Davis v. State, 260 Ga. 338, 393 S.E.2d 260 (1990), cited by Gregory as authority for his claim that a limiting instruction was necessary, is not on point and does not concern prior inconsistent statements made by the defendant. Likewise, Colbert v. State, 124 Ga.App. 283, 183 S.E.2d 476 (1971), and Alexander v. State, 138 Ga.App. 618, 226 S.E.2d 807 (1976), are not on point because both involve the admissibility for impeachment purposes of a confession obtained after a defendant invoked his right to a lawyer and his right to remain silent.
In fact, the law is to the contrary. In Gibbons v. State, 248 Ga. 858, 862, 286 S.E.2d 717 (1982), the Supreme Court held that although
[h]eretofore, the use of prior inconsistent statements in Georgia has been restricted to impeachment, except in cases where they come under some other exception to the hearsay rule[, henceforth] ․ a prior inconsistent statement of a witness who takes the stand and is subject to cross-examination is admissible as substantive evidence, and is not limited in value only to impeachment purposes.
It follows that if Gregory was not entitled to a limiting instruction on the testimony, counsel cannot be ineffective in failing to request it. Likewise, Gregory's claim that counsel was ineffective for failing to object to the State's closing argument to the jury telling them that they could consider this testimony as substantive evidence also fails.

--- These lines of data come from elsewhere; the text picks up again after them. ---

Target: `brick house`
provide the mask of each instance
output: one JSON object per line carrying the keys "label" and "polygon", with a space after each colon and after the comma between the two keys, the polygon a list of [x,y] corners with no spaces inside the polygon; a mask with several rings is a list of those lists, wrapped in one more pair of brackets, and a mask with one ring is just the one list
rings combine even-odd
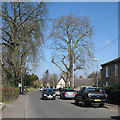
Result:
{"label": "brick house", "polygon": [[101,66],[102,86],[120,83],[120,57]]}

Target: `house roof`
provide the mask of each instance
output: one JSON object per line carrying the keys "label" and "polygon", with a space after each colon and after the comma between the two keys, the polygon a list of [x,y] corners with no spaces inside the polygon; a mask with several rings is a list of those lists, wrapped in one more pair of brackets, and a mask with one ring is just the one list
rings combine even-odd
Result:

2. Gregory argues that counsel was ineffective in failing to notice that the sentencing sheet was included in the documents that were introduced in support of the similar transaction evidence. Gregory cites Groble v. State, 192 Ga.App. 260, 384 S.E.2d 281 (1989), which states:
We share appellant's concern here that the sentence in a prior offense does not show motive, intent, scheme, and bent of mind; however, appellant must show not only error but harm. While the better method would be not to admit the sentence in a prior offense where a similar transaction is involved, in the case sub judice it is “highly probable” that the admission of the sentence did not contribute to the verdict.
Id. at 260-261, 384 S.E.2d 281.
We also conclude that any error involved in allowing the sentencing sheet to go out with the jury was harmless. As this Court held in the first appeal of this case, “the evidence of Gregory's guilt is overwhelming.” Gregory, supra at 668, 627 S.E.2d 79. Accordingly, we conclude that there is no reasonable probability that the jury would have reached a different verdict absent this instance of claimed ineffectiveness. Strickland, supra.
ANDREWS, Presiding Judge.
MILLER, C.J., and BARNES, J., concur.